Disons-le ainsi. Au cours des années 90-2000, des albums tels que The Miseducation of Lauryn Hill, The Love Below d’Andre 3K et 808s & Heartbreaks de Kanye West étaient considérés comme excentriques et novateurs par la communauté hip-hop.
C’est parce que les gens n’étaient pas habitués à écouter un album où le rappeur chantait plus qu’il ne rappait.
De nos jours, chaque fois qu’un nouveau rappeur sort un album dans lequel il ne fait que rapper, on a presque la même réaction que lorsqu’on voit un journal ou un tourne-disque, genre « Wow… Ca existe encore. »
Les temps changent.
Différents types de rappeurs mélodiques
Il faut préciser qu’en matière de rap moderne, il existe différents types de rappeurs mélodiques.

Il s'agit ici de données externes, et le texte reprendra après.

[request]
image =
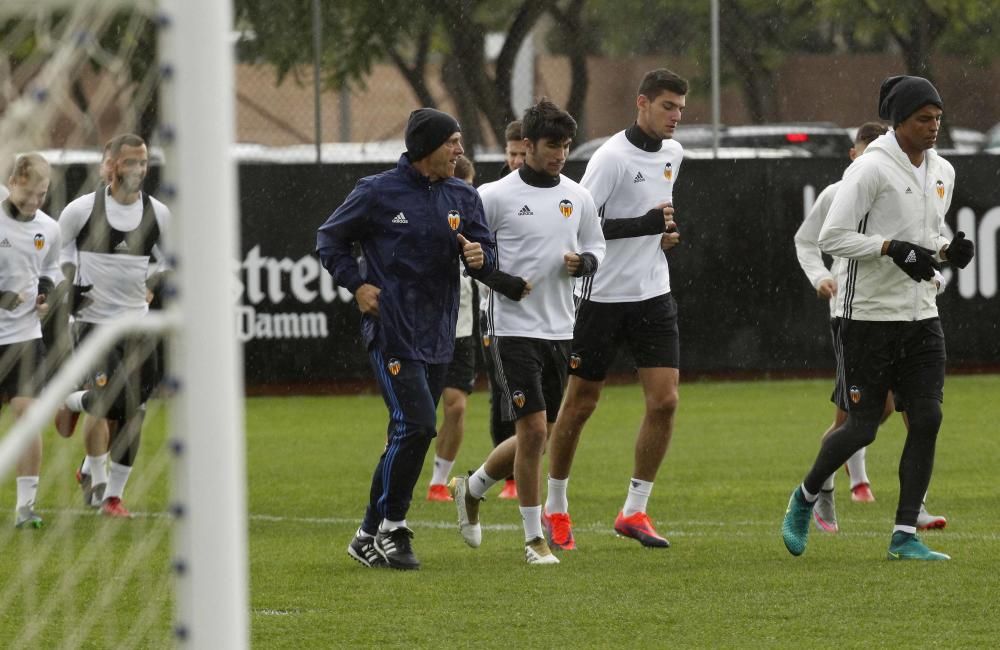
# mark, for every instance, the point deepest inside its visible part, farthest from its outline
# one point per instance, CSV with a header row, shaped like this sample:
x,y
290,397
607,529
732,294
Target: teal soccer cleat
x,y
905,546
795,527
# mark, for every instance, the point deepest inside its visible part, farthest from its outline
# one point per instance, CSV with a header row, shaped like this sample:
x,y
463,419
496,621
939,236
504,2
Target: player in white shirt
x,y
461,376
627,304
29,270
548,233
825,281
887,220
108,239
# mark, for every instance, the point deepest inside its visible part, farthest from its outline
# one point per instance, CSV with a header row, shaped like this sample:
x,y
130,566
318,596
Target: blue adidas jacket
x,y
407,228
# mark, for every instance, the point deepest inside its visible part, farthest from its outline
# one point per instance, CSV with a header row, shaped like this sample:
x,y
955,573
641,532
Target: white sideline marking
x,y
680,528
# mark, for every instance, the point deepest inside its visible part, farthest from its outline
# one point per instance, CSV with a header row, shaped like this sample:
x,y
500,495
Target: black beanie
x,y
902,96
426,130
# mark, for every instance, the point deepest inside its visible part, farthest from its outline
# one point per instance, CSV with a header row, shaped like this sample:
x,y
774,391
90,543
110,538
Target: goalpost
x,y
193,543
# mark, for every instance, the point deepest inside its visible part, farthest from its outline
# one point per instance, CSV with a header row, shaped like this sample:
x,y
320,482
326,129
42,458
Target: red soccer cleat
x,y
438,492
862,493
639,527
113,507
559,530
509,490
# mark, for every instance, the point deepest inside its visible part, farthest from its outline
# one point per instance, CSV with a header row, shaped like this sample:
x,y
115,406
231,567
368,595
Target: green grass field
x,y
727,581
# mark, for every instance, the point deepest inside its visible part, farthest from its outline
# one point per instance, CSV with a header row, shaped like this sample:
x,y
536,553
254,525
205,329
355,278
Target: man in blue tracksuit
x,y
411,222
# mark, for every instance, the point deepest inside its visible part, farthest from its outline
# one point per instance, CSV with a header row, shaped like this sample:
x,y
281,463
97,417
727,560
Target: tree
x,y
360,33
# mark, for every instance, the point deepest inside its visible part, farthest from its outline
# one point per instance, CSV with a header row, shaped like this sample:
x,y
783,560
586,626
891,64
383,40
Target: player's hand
x,y
42,305
572,262
10,300
670,237
960,251
78,298
367,297
916,261
472,252
826,289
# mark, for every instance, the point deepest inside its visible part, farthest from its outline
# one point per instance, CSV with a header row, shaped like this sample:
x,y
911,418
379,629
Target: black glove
x,y
916,261
9,300
79,299
960,251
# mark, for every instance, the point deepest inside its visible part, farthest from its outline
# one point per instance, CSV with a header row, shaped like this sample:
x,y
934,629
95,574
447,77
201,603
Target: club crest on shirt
x,y
566,207
393,367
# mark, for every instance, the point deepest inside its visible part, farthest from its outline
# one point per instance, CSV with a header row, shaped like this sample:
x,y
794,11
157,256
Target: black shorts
x,y
907,358
462,369
21,369
648,329
532,375
126,376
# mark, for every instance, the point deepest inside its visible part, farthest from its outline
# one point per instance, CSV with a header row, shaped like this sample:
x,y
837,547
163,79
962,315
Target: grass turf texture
x,y
738,450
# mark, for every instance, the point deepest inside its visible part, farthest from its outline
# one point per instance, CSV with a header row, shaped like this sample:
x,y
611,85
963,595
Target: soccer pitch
x,y
738,450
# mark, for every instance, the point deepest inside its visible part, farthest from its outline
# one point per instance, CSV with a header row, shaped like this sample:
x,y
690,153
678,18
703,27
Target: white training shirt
x,y
119,281
28,250
463,327
534,227
627,182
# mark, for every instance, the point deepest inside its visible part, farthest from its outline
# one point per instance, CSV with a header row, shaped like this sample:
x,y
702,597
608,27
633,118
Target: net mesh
x,y
73,73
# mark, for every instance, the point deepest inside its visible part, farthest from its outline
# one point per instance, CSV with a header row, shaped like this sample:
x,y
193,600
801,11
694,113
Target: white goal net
x,y
74,74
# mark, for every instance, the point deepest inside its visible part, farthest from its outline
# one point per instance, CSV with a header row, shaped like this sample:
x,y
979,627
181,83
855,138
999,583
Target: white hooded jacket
x,y
881,199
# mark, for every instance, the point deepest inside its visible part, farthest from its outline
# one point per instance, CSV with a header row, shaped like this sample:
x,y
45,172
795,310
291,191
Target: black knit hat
x,y
426,130
902,96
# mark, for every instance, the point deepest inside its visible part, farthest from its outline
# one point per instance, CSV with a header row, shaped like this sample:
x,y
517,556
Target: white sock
x,y
480,482
27,488
442,468
531,516
856,468
388,525
75,401
638,496
98,468
809,496
116,483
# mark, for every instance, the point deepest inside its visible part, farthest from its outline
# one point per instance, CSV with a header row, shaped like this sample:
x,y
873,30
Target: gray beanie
x,y
902,96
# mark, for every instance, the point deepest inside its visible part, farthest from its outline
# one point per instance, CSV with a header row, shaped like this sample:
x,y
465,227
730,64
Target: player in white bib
x,y
627,304
108,238
548,233
29,270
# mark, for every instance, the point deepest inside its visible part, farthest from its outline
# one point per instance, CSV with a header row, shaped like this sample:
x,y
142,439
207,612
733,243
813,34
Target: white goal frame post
x,y
207,422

Celui qui a le talent pour atténuer les limites entre le rap et la mélodie.
Prenez Lil Baby par exemple. Dans son tube introspectif de 2020, « Emotionally Scarred ».
Vous n’auriez pas tort de dire qu’il rappe. Cependant, vous n’auriez pas tort non plus de dire qu’il utilise un son mélodique pour délivrer ses lignes. Il rappe, mais pas vraiment, il est à cheval sur la frontière entre le chant et le rap. C’est un numéro d’équilibriste.
Le deuxième type de rappeur mélodique est celui qui s’engage pleinement dans la mélodie. Prenez Roddy Ricch par exemple.
Roddy est l’un des nouveaux rappeurs qui se fait un nom en poursuivant ce qui était déjà assez peu conventionnel dans le hip-hop, à savoir la tentative manifeste de chanter tout au long d’une chanson.
Honnêtement, la communauté hip-hop est très favorable à ce son et pourquoi pas ? C’est un son vraiment accrocheur et addictif qui vous pousse à chanter. C’est incontournable quand c’est bien fait.
Mais ce n’est pas du rap
Mais essentiellement, c’est tout ce que c’est… accrocheur et addictif. Ce n’est pas lyrique ou complexe, ce n’est pas plein de punchlines compliquées et de syllabes, c’est surtout de la mélodie. Il semble que les rappeurs d’aujourd’hui aient décidé de s’appuyer sur une métrique différente de celle utilisée dans les années 90 à 2010 pour mesurer le succès musical.
En gros, je me demande si la chanson ou l’album est suffisamment accrocheur pour que je le place sur ma playlist quotidienne. Est-ce que j’aimerais l’écouter en boîte de nuit ou dans la voiture avec mes amies ? Cela ne veut pas dire que ce critère n’a jamais été un critère pour juger objectivement un artiste de rap, mais il n’a certainement jamais été le seul.
« Je viens de là où les n***** débattent toute la journée de qui est le meilleur MC, Biggie, Jay-Z ou Nas? »
« Where I’m From » est extrait de l’album « In My Lifetime Vol. 1 » de Jay-Z, sorti en 1997, pendant l’âge d’or du rap. Jay décrivait les fréquentes conversations chez le coiffeur pour savoir qui était le meilleur rappeur, à une époque où le rap n’était pas jugé principalement sur sa valeur de réécoute. Ils avaient le flow, les punchlines, les jeux de mots, la capacité à raconter des histoires et la capacité technique à faire rimer des mots qui ne sont même pas censés rimer. Cela a donné lieu à des débats vraiment intéressants, passionnés et parfois animés pour savoir qui était le meilleur rappeur.
Racines détournées
Jay-Z dira dans une interview: « Le fait que les gens ne se contentent pas de s’asseoir et d’écouter la musique témoigne de la profondeur du hip-hop. Ils doivent la décomposer, décortiquer les paroles et débattre de cette merde »
C’est ce qui a fait d’eux des rappeurs ! Alors, en tant que fan de rap d’aujourd’hui qui pourrait lire ceci, demandez-vous. Ce que Jay-Z disait est-il une tradition dépassée dans le monde du hip-hop, ou est-ce toujours d’actualité ? Le rap ne va pas forcément dans la mauvaise direction, surtout que dans l’underground, il reste des rappeurs purs et durs, mais il vaut la peine de réfléchir au détournement du rap de ses racines dans le mainstream.